Photo by Francesca Maggio
Dani Malave, a 23-year-old student from Madrid, was walking down a well-lit and busy street in Barri Gòtic with a group of friends when her bag was abruptly snatched from her hand. “I was walking with about six other people and was holding onto it pretty tight, or I thought I was,” she told Metropolitan. “But a guy came up from behind and before I knew it both he and my bag had disappeared down a side street."
It is a common scenario that occurs far too frequently—the skill of Barcelona’s pickpockets and petty thieves has become an infamous part of the city’s reputation. Tourists tend to be the victims of theft and bag snatching as they are less watchful, but residents are also vulnerable. No matter how long people have lived in the city, or how aware they are of common-sense rules such as staying in well-lit areas and not walking around the streets alone, one unguarded moment can lead to the loss of a bag, and more.

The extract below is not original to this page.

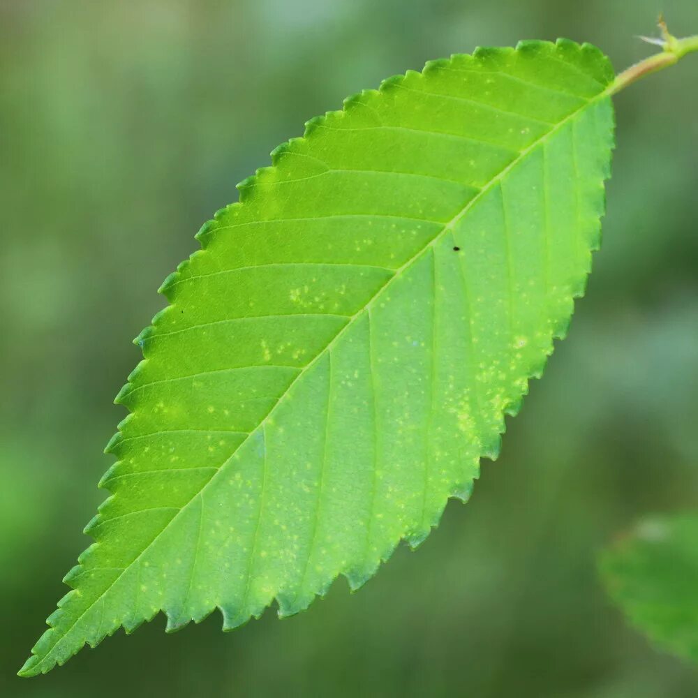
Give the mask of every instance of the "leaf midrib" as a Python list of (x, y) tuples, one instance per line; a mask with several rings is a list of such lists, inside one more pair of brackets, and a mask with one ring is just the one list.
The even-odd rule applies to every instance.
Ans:
[[(143, 550), (138, 554), (138, 556), (134, 558), (128, 565), (126, 565), (123, 572), (119, 574), (117, 578), (111, 583), (111, 584), (107, 586), (99, 596), (98, 596), (93, 602), (90, 604), (87, 608), (78, 616), (70, 624), (68, 628), (63, 632), (62, 635), (56, 641), (55, 644), (49, 650), (49, 651), (36, 664), (35, 664), (32, 667), (32, 671), (36, 672), (36, 671), (42, 666), (44, 663), (47, 662), (50, 657), (54, 653), (56, 648), (63, 643), (66, 639), (68, 637), (68, 634), (75, 629), (75, 626), (84, 617), (84, 616), (94, 607), (98, 601), (102, 600), (107, 593), (112, 589), (114, 586), (119, 581), (119, 580), (128, 572), (133, 565), (137, 564), (140, 558), (152, 547), (155, 542), (160, 538), (160, 537), (167, 530), (179, 517), (179, 516), (186, 511), (188, 507), (191, 505), (191, 503), (196, 499), (197, 497), (203, 496), (204, 492), (206, 489), (211, 484), (212, 482), (217, 480), (218, 475), (225, 470), (226, 467), (230, 464), (232, 460), (233, 456), (235, 454), (242, 448), (248, 440), (257, 433), (260, 429), (263, 429), (266, 424), (267, 423), (269, 417), (274, 414), (274, 411), (277, 409), (283, 399), (288, 395), (291, 389), (296, 384), (296, 383), (300, 380), (303, 376), (304, 376), (308, 371), (309, 371), (315, 364), (320, 360), (320, 359), (325, 355), (326, 352), (332, 351), (333, 347), (337, 343), (339, 339), (343, 336), (344, 333), (347, 332), (349, 328), (353, 326), (355, 322), (361, 317), (361, 315), (364, 313), (370, 311), (371, 306), (376, 303), (380, 297), (385, 293), (390, 286), (390, 283), (394, 279), (399, 278), (401, 274), (404, 273), (408, 269), (409, 269), (413, 264), (415, 264), (422, 256), (422, 255), (426, 253), (430, 248), (433, 248), (436, 243), (440, 240), (442, 237), (446, 234), (447, 232), (452, 230), (452, 228), (456, 225), (461, 219), (475, 206), (478, 201), (480, 201), (483, 196), (488, 193), (491, 190), (492, 190), (494, 186), (499, 184), (512, 170), (515, 169), (524, 160), (528, 157), (531, 153), (534, 152), (540, 146), (544, 144), (546, 141), (551, 138), (555, 133), (563, 128), (567, 124), (572, 121), (574, 118), (585, 110), (588, 109), (593, 104), (600, 101), (602, 99), (609, 99), (609, 96), (605, 94), (604, 91), (600, 91), (598, 94), (591, 98), (581, 98), (584, 100), (584, 103), (578, 108), (574, 110), (573, 112), (570, 112), (564, 119), (560, 121), (557, 124), (556, 124), (553, 128), (550, 129), (547, 133), (542, 135), (540, 138), (536, 139), (529, 145), (527, 148), (521, 151), (519, 156), (512, 161), (506, 167), (503, 168), (497, 174), (496, 174), (492, 179), (485, 184), (482, 189), (470, 200), (466, 205), (457, 213), (450, 221), (443, 225), (441, 230), (436, 233), (436, 235), (429, 241), (421, 250), (413, 255), (409, 260), (408, 260), (401, 267), (395, 270), (395, 272), (392, 276), (386, 281), (386, 282), (376, 291), (373, 297), (359, 310), (357, 311), (353, 315), (350, 316), (348, 321), (346, 325), (342, 327), (341, 329), (334, 336), (334, 337), (330, 340), (329, 342), (325, 346), (323, 349), (318, 352), (315, 357), (308, 363), (305, 366), (304, 366), (298, 375), (292, 380), (289, 384), (288, 387), (286, 388), (283, 394), (281, 395), (279, 399), (276, 401), (276, 403), (272, 407), (267, 415), (260, 421), (260, 423), (249, 433), (249, 434), (245, 438), (245, 439), (242, 441), (236, 447), (235, 450), (230, 454), (228, 458), (220, 466), (218, 466), (216, 472), (214, 473), (209, 480), (207, 481), (205, 484), (204, 484), (202, 488), (196, 493), (195, 493), (191, 498), (185, 504), (178, 512), (174, 514), (174, 517), (165, 525), (165, 526), (160, 530), (151, 540), (151, 542), (143, 549)], [(173, 304), (175, 304), (173, 303)], [(99, 544), (98, 543), (98, 544)], [(74, 590), (73, 590), (74, 591)], [(162, 609), (159, 610), (163, 610)], [(54, 628), (53, 630), (58, 630), (57, 628)], [(38, 656), (38, 655), (35, 655)]]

When people bring a bag out with them, it often contains their lives broken down into essential, expensive components: mobile phone, wallet, identity card, bank cards, camera, keys, not to mention items of personal value such as photos or keepsakes. When the bag disappears down a dark alley, all these possessions vanish too, leading to complicated insurance claims (if there is insurance) and weeks of waiting before they can be replaced. Anything without monetary value is lost forever. However, a couple of steps may serve to minimise the losses.
The first is a defensive attitude. When walking around the city, especially at night, it makes sense to never carry more than absolutely necessary, and to not carry all items of value in one place. Carry a bag on an unexposed arm, be it one near a wall or on the inside if walking in a pair or in a group, and hold it underneath a coat if possible.

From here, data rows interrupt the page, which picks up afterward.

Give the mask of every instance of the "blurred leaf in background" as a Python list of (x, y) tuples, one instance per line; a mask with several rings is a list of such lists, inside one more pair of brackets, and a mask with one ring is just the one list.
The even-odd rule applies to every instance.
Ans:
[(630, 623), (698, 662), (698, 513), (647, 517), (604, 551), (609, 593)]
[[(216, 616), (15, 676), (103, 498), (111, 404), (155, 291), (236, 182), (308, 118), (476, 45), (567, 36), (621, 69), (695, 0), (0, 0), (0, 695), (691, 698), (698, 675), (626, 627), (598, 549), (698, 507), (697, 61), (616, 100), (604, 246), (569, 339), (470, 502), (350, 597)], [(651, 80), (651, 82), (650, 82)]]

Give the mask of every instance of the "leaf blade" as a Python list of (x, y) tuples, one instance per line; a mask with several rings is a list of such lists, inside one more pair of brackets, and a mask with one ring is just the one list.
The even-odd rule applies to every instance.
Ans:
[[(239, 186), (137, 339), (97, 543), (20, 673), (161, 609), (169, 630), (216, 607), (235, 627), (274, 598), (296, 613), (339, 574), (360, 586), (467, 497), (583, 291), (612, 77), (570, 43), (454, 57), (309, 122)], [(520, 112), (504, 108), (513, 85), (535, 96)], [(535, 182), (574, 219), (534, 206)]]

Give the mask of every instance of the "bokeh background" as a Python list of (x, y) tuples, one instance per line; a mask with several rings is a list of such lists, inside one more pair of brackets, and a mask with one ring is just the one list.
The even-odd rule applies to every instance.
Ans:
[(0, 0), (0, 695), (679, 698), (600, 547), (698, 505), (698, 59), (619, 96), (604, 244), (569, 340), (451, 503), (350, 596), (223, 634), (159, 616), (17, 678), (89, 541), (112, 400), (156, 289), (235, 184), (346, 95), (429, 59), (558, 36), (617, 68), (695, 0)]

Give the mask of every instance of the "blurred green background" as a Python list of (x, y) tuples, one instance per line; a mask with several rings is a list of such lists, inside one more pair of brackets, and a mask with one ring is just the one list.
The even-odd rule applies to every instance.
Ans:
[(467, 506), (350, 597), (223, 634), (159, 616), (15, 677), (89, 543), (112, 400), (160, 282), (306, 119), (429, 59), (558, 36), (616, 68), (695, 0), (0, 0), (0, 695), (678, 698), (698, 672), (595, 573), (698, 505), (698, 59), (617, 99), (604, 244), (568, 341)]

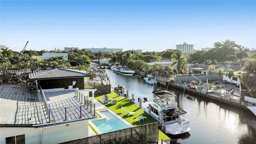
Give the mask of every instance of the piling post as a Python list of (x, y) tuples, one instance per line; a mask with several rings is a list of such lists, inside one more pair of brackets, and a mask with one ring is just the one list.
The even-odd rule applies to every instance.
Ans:
[(220, 86), (220, 100), (221, 101), (221, 86)]
[(128, 95), (128, 90), (126, 90), (126, 98), (129, 98), (129, 95)]
[(124, 86), (122, 88), (122, 93), (123, 97), (124, 97)]
[(241, 84), (239, 85), (239, 107), (241, 106), (242, 98), (241, 98)]
[(132, 94), (132, 102), (134, 102), (134, 94)]
[(148, 104), (148, 114), (150, 115), (151, 114), (151, 104)]
[(140, 98), (139, 99), (139, 108), (141, 108), (142, 104), (142, 100), (141, 98)]

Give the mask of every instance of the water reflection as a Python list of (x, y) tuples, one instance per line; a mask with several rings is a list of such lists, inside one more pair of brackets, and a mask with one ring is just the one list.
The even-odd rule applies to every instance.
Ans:
[[(108, 72), (113, 87), (120, 84), (128, 90), (129, 95), (147, 98), (153, 101), (152, 92), (166, 90), (161, 85), (145, 83), (142, 78), (132, 78)], [(256, 117), (250, 112), (168, 88), (178, 96), (178, 106), (187, 112), (184, 117), (190, 121), (191, 131), (182, 138), (172, 136), (171, 144), (256, 144)], [(172, 136), (171, 136), (172, 137)]]

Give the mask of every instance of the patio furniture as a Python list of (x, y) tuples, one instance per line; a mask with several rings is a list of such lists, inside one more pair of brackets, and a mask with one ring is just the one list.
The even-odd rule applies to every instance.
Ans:
[(140, 122), (140, 120), (143, 120), (143, 121), (144, 121), (144, 119), (145, 118), (147, 120), (148, 119), (148, 118), (147, 118), (145, 116), (137, 116), (137, 117), (136, 117), (136, 119), (137, 119), (137, 118), (139, 119), (139, 122)]
[(100, 97), (100, 102), (103, 104), (106, 104), (108, 103), (108, 99), (105, 100), (104, 98)]
[(121, 112), (121, 112), (121, 113), (126, 110), (126, 109), (124, 108), (122, 106), (121, 106), (121, 108), (122, 108), (122, 110), (121, 110)]
[(117, 101), (117, 100), (110, 100), (110, 104), (112, 105), (116, 104)]
[(134, 115), (134, 114), (136, 114), (136, 113), (134, 112), (130, 112), (129, 111), (126, 111), (126, 114), (125, 114), (126, 116), (128, 116), (128, 117), (129, 117), (130, 116)]

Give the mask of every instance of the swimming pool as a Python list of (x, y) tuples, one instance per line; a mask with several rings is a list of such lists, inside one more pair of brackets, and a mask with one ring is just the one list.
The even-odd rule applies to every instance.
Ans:
[(92, 121), (92, 123), (97, 127), (95, 130), (100, 133), (105, 133), (115, 130), (130, 128), (133, 126), (117, 114), (110, 110), (105, 110), (97, 112), (102, 118)]

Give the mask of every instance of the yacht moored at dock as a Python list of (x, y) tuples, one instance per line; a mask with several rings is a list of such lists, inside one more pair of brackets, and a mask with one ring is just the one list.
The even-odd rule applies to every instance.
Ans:
[(122, 75), (130, 76), (132, 76), (135, 73), (135, 72), (127, 67), (123, 67), (119, 72), (119, 74)]
[(167, 90), (152, 92), (161, 98), (154, 99), (153, 102), (142, 103), (142, 111), (160, 122), (164, 132), (178, 135), (191, 130), (188, 127), (189, 121), (181, 116), (186, 112), (178, 107), (177, 96)]

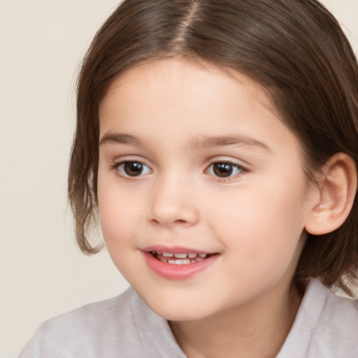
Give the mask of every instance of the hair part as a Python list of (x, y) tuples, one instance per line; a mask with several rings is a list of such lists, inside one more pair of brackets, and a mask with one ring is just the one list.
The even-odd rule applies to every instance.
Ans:
[[(182, 57), (235, 70), (266, 91), (299, 138), (304, 170), (334, 153), (358, 164), (358, 66), (333, 15), (316, 0), (124, 0), (96, 34), (77, 88), (77, 128), (69, 197), (78, 243), (86, 254), (96, 217), (99, 106), (112, 81), (147, 61)], [(294, 282), (308, 278), (350, 294), (358, 271), (357, 197), (335, 231), (308, 235)]]

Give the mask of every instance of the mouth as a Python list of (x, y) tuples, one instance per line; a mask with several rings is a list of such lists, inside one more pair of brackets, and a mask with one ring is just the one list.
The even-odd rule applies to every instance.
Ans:
[(215, 255), (196, 252), (173, 253), (161, 251), (150, 251), (150, 254), (155, 259), (173, 265), (195, 264), (204, 261)]

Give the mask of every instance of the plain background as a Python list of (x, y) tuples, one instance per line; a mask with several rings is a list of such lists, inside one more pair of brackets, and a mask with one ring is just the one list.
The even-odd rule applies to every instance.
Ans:
[[(77, 249), (66, 202), (76, 74), (118, 0), (0, 0), (0, 358), (128, 284)], [(325, 0), (358, 53), (358, 0)]]

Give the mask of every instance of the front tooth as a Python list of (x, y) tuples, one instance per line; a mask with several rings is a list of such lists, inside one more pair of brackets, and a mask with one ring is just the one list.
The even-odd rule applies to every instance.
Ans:
[(187, 257), (187, 254), (174, 254), (174, 256), (177, 259), (185, 259)]
[(182, 260), (176, 260), (176, 264), (177, 265), (186, 265), (187, 264), (190, 264), (190, 260), (189, 259), (183, 259)]

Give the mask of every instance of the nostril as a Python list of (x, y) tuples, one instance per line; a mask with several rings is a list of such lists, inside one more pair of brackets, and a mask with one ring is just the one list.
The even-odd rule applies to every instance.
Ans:
[(177, 224), (185, 224), (187, 222), (182, 219), (178, 219), (178, 220), (176, 220), (174, 222), (176, 222)]

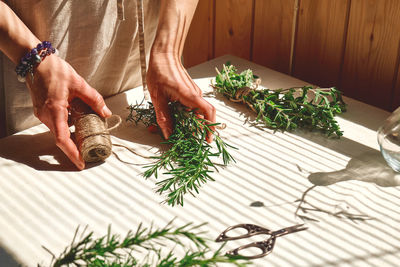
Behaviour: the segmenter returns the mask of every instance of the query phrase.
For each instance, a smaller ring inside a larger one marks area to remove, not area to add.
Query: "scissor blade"
[[[295,233],[295,232],[299,232],[299,231],[308,229],[307,226],[304,226],[304,227],[303,226],[304,226],[304,223],[296,224],[294,226],[282,228],[281,230],[275,231],[271,235],[278,237],[278,236],[287,235],[287,234],[291,234],[291,233]]]

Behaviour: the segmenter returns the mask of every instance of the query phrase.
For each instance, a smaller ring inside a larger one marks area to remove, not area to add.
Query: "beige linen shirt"
[[[4,0],[3,0],[4,1]],[[141,84],[136,0],[5,0],[42,41],[104,97]],[[144,0],[146,52],[158,23],[159,0]],[[125,20],[121,20],[124,15]],[[40,123],[15,65],[0,53],[0,108],[7,134]],[[3,128],[4,129],[4,128]]]

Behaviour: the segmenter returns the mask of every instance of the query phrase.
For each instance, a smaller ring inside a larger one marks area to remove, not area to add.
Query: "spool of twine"
[[[72,100],[70,110],[72,123],[75,125],[76,145],[83,160],[104,161],[112,152],[110,129],[107,128],[106,120],[77,98]]]

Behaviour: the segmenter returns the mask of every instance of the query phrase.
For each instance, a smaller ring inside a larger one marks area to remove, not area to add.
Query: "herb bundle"
[[[163,144],[169,145],[169,149],[160,156],[152,157],[156,161],[145,168],[144,177],[154,175],[158,178],[159,170],[166,170],[168,178],[156,183],[157,193],[167,194],[169,205],[183,205],[183,197],[186,193],[199,193],[199,188],[207,181],[214,181],[210,176],[213,170],[217,170],[217,164],[212,158],[222,156],[223,166],[234,161],[227,151],[226,144],[221,137],[213,131],[211,126],[219,126],[219,123],[209,124],[205,119],[199,118],[196,112],[188,110],[178,102],[170,103],[171,114],[174,119],[175,129],[168,140]],[[156,125],[156,115],[151,103],[149,106],[141,104],[131,105],[127,118],[135,123],[142,122],[150,127]],[[208,132],[214,134],[216,149],[207,143]]]
[[[336,88],[269,90],[257,89],[258,84],[251,70],[237,73],[233,65],[224,65],[221,71],[217,69],[213,87],[231,101],[246,103],[257,114],[256,121],[269,128],[306,128],[328,136],[343,135],[334,116],[346,111],[346,104]]]
[[[76,241],[79,227],[75,231],[71,244],[59,255],[46,249],[52,256],[50,266],[98,266],[98,267],[131,267],[131,266],[217,266],[217,263],[231,263],[235,266],[247,266],[243,257],[223,255],[223,245],[214,253],[201,236],[199,227],[202,225],[186,224],[172,228],[171,222],[160,229],[144,228],[140,224],[135,232],[129,231],[124,238],[111,234],[94,238],[93,232],[81,233]],[[165,244],[163,242],[166,242]],[[184,256],[178,258],[174,249],[165,251],[168,243],[172,247],[184,249]],[[171,245],[171,244],[169,244]],[[195,247],[189,249],[188,247]],[[135,252],[135,255],[133,255]],[[139,255],[139,256],[138,256]],[[140,257],[140,258],[139,258]],[[38,265],[40,267],[40,265]]]

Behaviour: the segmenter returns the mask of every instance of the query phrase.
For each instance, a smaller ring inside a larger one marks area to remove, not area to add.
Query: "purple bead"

The second step is possession recovery. If a bag is stolen, check the bins around the area the incident took place, as bags tend to be discarded quickly, sometimes with just the obvious items of value taken. And it is always worth reporting the incident to the police. The Guàrdia Urbana station on the Ramblas is open 24 hours, although they may send victims to the Mossos d’Esquadra to file the incident. Alternatively, victims can call 112, or report the theft online, an option that is becoming more and more popular—online denuncias rose 74 percent between 2005 and 2006. It is necessary to go in person to sign it within 72 hours, but it saves a lot of time queuing.
Not only does reporting the crime allow people to file claims on their insurance, but the bag or some of its contents may be found or handed in. Sam Willmot, a British student currently living in Barcelona, had her bag and all its contents, except her mobile phone and some cash, returned to her a week after it was stolen. “The best thing was not having to go through the hassle of cancelling and replacing all the cards,” she said.
Theft is an inevitable danger of city life, but it doesn’t always have to end in the worst-case scenario.
Guàrdia Urbana 24-hour station—La Rambla 43; Tel. 092 or 93 256 2430
Mossos d’Esquadra—Nou de la Rambla 76; Tel. 088 or 93 306 2300
General emergency number—112
To file an online denuncia—www.gencat.net/mossos. Available in Catalan, Castilian, English, French, Italian and German.